Dr Simon Fleming talks about his determination to become a doctor, despite the odds.

I write to you from what I am aware is perceived to be a position of privilege. I am very mindful that I come from a white, middle class background, and that I went to a very good school in a very nice bit of a very nice city (well, I think so at least!).

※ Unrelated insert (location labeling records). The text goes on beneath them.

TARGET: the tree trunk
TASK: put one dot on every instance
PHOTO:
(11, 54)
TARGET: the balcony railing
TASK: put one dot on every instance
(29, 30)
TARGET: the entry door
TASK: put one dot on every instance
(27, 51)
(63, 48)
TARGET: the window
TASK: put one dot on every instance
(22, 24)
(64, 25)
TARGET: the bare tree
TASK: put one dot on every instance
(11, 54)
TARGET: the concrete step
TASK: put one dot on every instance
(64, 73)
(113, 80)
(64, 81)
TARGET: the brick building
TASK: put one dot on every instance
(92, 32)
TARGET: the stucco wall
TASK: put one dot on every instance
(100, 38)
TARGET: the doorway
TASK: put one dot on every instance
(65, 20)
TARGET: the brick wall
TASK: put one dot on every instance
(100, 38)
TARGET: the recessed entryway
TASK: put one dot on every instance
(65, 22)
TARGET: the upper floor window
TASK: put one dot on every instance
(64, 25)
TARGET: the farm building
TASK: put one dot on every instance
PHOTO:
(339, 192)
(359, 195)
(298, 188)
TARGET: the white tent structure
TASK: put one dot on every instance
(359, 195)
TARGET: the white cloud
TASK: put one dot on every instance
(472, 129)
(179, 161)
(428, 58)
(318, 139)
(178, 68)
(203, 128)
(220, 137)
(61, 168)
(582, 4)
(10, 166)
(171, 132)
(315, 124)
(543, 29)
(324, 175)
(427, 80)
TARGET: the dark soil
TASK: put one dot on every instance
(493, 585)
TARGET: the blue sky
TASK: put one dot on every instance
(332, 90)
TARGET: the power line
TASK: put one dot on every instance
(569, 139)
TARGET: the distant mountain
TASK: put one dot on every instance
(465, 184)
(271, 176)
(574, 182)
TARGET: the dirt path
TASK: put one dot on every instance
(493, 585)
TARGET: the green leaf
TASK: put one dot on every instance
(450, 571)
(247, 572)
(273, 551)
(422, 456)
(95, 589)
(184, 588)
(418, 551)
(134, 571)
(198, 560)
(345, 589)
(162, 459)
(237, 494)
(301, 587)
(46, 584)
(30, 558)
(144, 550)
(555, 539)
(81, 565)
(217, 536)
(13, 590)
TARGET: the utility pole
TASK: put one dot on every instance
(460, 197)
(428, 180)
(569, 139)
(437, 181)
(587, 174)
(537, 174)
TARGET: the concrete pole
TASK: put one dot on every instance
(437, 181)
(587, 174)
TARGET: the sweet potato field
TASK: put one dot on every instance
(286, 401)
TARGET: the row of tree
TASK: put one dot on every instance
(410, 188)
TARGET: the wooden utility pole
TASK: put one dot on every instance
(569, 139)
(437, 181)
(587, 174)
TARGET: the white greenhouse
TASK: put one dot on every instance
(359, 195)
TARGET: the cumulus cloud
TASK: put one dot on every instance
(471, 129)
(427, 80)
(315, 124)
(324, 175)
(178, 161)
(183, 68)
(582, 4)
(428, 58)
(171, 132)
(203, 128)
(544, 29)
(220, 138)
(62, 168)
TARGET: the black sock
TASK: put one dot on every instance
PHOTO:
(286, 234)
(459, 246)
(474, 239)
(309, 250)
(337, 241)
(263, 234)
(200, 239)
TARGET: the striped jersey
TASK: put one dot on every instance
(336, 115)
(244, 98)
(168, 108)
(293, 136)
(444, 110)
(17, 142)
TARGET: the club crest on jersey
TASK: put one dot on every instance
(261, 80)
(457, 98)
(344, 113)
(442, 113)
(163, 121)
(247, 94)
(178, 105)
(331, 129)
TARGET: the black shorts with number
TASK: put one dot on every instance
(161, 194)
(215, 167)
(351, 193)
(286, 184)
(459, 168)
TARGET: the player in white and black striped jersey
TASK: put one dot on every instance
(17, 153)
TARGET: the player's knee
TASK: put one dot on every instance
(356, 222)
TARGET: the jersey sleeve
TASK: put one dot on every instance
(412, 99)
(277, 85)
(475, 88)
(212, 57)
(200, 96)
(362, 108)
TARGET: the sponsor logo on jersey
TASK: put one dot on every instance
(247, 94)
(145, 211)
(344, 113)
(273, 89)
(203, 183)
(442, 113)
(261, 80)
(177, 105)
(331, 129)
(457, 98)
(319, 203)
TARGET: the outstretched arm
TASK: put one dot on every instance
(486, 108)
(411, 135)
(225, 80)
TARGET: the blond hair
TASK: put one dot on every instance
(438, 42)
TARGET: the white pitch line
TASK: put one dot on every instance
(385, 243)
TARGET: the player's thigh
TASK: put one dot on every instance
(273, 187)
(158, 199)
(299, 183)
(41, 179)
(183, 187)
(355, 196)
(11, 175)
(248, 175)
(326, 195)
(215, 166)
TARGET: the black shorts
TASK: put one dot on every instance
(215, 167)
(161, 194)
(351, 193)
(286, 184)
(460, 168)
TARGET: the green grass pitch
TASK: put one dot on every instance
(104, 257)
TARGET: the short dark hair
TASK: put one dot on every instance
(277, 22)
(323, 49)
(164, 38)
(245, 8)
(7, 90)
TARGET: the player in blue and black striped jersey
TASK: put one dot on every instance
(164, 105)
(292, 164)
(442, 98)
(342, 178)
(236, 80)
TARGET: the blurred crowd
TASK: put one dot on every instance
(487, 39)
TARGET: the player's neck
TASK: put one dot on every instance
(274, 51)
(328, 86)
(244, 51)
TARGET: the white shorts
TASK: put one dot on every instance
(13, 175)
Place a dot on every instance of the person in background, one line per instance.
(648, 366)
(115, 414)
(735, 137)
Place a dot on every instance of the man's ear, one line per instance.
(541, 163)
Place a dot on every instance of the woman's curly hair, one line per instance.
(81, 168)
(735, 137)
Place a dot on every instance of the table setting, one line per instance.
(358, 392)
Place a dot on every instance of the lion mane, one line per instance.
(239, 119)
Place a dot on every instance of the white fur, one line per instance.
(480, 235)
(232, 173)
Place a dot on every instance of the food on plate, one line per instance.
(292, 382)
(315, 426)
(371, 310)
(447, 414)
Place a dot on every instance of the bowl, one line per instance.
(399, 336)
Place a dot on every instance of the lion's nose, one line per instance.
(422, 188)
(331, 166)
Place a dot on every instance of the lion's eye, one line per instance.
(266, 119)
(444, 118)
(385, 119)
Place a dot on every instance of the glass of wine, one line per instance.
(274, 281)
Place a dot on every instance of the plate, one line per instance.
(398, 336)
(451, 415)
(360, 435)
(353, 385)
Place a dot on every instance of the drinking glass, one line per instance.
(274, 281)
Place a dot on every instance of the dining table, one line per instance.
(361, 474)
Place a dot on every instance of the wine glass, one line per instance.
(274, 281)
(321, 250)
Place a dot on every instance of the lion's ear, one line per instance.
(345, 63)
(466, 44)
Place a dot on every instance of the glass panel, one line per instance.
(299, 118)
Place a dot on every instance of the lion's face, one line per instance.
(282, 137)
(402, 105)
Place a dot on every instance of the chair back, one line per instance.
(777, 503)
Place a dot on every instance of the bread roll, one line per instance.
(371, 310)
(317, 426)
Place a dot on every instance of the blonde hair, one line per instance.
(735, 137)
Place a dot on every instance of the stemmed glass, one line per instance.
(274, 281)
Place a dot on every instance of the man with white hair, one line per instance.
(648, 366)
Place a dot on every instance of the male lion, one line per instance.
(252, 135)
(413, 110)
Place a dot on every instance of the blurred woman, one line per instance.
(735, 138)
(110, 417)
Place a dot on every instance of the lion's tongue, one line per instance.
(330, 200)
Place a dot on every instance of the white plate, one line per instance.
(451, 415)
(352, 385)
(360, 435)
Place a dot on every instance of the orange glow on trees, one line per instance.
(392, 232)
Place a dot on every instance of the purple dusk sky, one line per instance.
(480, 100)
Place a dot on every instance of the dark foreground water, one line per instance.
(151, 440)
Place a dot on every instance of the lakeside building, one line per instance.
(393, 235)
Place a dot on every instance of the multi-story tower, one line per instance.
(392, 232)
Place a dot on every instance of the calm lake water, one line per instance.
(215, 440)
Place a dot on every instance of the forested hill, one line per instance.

At the time of writing this, A-level results have just come out and Twitter is awash with people celebrating their academic success. Those that were less successful are noticeably and understandably quiet.

I would have been one of the quiet ones.

It’s fair to say that I did not do as well as I had hoped in my A-levels. I experienced that kick to the stomach brought about by perceived failure, the one that you will so vividly recount if you’ve ever felt it yourself. Despite this, I still felt the compulsion to fight for my place at medical school.

However, in the interview, I vividly remember having an answer for the ‘why do you want to be a doctor’ question that just seemed… wrong. It wasn’t a lie, but it felt really superficial. I can’t remember exactly what I said, but I am sure it was along the lines of: ‘I like science and I want to help people’.

I was going to be a doctor. I knew I needed to be a doctor. I just couldn’t put my finger on why.

Dr Simon Fleming, trauma and orthopaedic registrar

Yet, when I got my A-level results and my school told me that I had been ‘romanticising’ about the idea of being a doctor, I told my very good school, in my very nice city, exactly where they could stick it.

I was going to be a doctor. I knew I needed to be a doctor. I just couldn’t put my finger on why.

In fact, it’s taken years to work out why.

I’ve never really fitted in. Not at school, not at medical school, nor as a doctor. I talk too much. I am undeniably a pain in the ass (for my friends, family and faculty alike). I ask the difficult questions and I can’t help but speak up when something looks or feels wrong.

So it’s only in recent years I worked out why I became a doctor and why I still want to be one. It’s because I need to fix things. Things that can’t fix themselves. When I was younger, it was 'sick people', those people who need the help of a doctor to help them mend.

Then, later, in my role as a trainee orthopaedic surgeon, it was bones. People came in broken and they walked out repaired… ‘fixed’. Able to get back to living and life. Recently, however, it’s been culture – I can use my ability to be a voice for those who don’t feel they can speak up.

Grandiose as it sounds, I would quite like to try to fix healthcare. Although I don’t expect I will, I really fancy trying, and I hope that maybe, some of the talking will start some real conversations that do make things a bit better.

I failed my A-levels, was told to quit, but I knew I had some things to fix.

I failed to get my first choice of foundation job and was told I’d never be a surgeon, but I knew I had some things to fix.

I failed my membership of the Royal College of Surgeons (MRCS) and was told I’d never get into orthopaedics, but I knew I had some things to fix.

Now, I’m a trauma and orthopaedic registrar spending as much time as possible trying to get people to talk about things like bullying, undermining, harassment, equality and diversity.

Because sometimes, when you’ve got something to fix, you have to overcome a few failures, have some tough conversations and even tougher chats with yourself and decide… can I fix it? Yes, I can.